Balancing the gas market

Kadri Simson, commissioner for energy at the European Commission, noted that the transition to clean energy is a vital route towards more stable markets and supply.

“Since Russia started its unjustified war against Ukraine and stopped significant shares of deliveries of natural gas supplies to Europe,” Simson said, “we have been able to balance the gas market mainly by prioritising savings, but also by replacing, where possible, natural gas with renewables.”

During the last two years, Simson said, Europe built a record 130 gigawatts of new solar and wind capacity. 

That’s important if Europe is to respond to the “weaponization of trade” without replacing “one dependency, such as Russian gas, with other dependencies that could put industry at risk,” said Elga Bartsch, director general for economic policy at Germany’s Federal Ministry of Economic Affairs and Climate Action. “The energy question…is embedded in the larger geopolitical fragmentation.”

Maroš Šefčovič, the European Commission’s commissioner for the Green Deal, argued for a “less dogmatic” approach to the green transition. “We need to be more pragmatic about our energy sources, about how we can work with green, but also low-carbon sources of energy and hydrogen,” he said.

Competitiveness and cohesion

Several speakers noted the link between Europe’s overall competitiveness, climate action, and other important pillars of EU policy, such as cohesion, which aims to reduce economic disparities between regions of the Union.

“We cannot have a competitive Europe, if we don’t have a cohesive Europe,” said Themis Christophidou, director general for regional and urban policy at the European Commission.

The “just transition” to clean energy is an important element of this cohesion. It is designed to ensure that jobs lost in polluting industries do not lead to some regions being left behind.
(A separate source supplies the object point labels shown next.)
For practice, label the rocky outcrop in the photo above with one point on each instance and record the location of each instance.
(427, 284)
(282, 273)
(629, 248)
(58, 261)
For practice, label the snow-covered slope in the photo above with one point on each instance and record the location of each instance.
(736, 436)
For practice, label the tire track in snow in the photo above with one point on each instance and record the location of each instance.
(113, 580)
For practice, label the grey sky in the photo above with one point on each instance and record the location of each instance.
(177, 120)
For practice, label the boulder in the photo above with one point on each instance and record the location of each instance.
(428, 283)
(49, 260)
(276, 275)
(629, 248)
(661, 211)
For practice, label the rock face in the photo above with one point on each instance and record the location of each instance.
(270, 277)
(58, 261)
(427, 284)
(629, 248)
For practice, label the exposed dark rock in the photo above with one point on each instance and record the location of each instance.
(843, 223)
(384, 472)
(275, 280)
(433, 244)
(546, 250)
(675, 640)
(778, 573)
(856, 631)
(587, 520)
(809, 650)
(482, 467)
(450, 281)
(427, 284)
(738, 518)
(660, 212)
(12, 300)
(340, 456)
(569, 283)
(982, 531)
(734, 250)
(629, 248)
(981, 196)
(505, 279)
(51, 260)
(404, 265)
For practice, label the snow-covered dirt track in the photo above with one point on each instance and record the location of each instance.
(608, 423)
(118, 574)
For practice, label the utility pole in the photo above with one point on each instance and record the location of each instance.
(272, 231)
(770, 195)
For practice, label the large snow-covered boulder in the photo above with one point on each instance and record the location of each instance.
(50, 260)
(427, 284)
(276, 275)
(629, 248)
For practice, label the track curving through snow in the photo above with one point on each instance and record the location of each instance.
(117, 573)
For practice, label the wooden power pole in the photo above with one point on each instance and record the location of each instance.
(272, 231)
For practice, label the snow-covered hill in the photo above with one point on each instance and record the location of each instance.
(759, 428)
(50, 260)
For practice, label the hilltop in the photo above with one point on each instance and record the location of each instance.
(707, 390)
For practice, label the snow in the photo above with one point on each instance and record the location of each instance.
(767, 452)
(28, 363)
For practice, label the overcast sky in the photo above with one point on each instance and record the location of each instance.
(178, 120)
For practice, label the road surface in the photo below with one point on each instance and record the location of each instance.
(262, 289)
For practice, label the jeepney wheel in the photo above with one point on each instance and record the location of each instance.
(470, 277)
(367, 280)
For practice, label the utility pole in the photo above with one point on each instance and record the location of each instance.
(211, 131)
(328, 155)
Climate action and the just transition are inextricably linked, said Wopke Hoekstra, the European Commission’s commissioner for climate action. “You cannot have one without the other,” he said.

When the European Union welcomes current candidate countries to full membership, coordinated responses to crises will be still more difficult – and more vital. Andrés Rodríguez-Pose, professor of economic geography at the London School of Economics, said that the European Union will need to become “simpler, more agile. The crises we’ve faced so far showed that we need to be more flexible.”
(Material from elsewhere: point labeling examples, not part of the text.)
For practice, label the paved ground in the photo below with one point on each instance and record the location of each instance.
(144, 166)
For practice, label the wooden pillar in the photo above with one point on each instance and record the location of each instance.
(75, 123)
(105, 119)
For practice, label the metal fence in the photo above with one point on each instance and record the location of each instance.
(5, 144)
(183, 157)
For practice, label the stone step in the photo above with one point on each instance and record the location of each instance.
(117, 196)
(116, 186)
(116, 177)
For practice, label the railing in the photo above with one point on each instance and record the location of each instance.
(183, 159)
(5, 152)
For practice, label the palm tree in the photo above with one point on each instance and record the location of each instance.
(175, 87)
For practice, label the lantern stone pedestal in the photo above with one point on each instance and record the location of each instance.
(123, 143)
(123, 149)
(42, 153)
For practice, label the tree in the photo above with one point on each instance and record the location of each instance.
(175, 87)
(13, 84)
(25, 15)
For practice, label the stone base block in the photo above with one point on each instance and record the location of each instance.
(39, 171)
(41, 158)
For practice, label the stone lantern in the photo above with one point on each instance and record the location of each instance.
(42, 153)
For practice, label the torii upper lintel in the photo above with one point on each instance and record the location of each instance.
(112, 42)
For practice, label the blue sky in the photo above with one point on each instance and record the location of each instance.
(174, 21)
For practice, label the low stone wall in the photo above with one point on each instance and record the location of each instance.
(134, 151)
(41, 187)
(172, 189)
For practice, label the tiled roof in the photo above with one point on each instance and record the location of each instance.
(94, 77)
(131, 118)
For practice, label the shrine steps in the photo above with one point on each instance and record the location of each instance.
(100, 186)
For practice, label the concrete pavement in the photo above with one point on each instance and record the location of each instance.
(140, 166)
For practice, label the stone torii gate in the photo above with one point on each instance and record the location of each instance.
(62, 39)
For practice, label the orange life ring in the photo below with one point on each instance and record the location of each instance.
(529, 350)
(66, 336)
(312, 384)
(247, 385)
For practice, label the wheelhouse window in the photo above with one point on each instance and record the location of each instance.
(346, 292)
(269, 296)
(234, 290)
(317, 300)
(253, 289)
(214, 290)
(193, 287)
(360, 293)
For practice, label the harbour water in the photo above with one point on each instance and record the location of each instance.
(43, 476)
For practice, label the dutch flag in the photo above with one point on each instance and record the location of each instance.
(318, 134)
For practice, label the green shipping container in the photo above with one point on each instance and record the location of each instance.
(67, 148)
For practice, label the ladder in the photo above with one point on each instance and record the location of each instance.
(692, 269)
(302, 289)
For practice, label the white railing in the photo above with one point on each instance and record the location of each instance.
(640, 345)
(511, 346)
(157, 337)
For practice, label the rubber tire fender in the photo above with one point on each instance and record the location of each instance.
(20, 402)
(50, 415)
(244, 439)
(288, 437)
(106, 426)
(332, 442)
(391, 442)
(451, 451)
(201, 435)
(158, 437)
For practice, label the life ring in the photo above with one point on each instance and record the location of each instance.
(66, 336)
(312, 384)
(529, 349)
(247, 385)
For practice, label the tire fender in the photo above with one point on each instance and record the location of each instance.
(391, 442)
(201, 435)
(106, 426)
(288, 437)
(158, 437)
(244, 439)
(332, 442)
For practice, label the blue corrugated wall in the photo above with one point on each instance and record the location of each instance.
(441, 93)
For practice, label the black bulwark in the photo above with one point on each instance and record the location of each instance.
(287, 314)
Regulations for competitiveness

A strong single market is crucial to companies facing this green transition. Mathias Miedreich, chief executive of Belgian materials and recycling group Umicore, said that different rules across the member states cause a major obstacle. Rules forbidding the export of used batteries between countries undermines the advantages of the single market, he added.

“Battery recycling is the only way that the industry can meet the CO2 legislation for an electric vehicle,” said Miedreich, whose company signed a €350 million loan with the European Investment Bank at the EIB Forum to support R&D and innovation.

Different standards and long waits for permits across the European Union are a barrier to scaling up carbon-reduction technologies in the concrete sector, said Nicola Kim, chief sustainability officer at Heidelberg Materials, one of the world’s largest concrete manufacturers. Europe’s Emissions Trading System, however, and Carbon Border Adjustment Mechanism help companies accelerate their decarbonisation efforts. The EU Emissions Trading System “really helped us to create long-term planning on decarbonisation,” she said. The Carbon Border Adjustment Mechanism “will be a second facilitator.”

‘Solutions now exist’

Bertrand Piccard, the Swiss explorer and chairman of the Solar Impulse Foundation, drew a direct line between the issues raised by other participants from competitiveness to clean energy and geopolitics.

“If we want competitiveness in Europe,” he said, “we need cheap energy and the way to have cheap energy is to go into renewables that work, that are proven and not only solar and wind, but also biomass to replace the Russian gas hydroelectricity, and, of course, geothermal.”

“We have to speak about solutions,” Piccard said, “because solutions now exist.”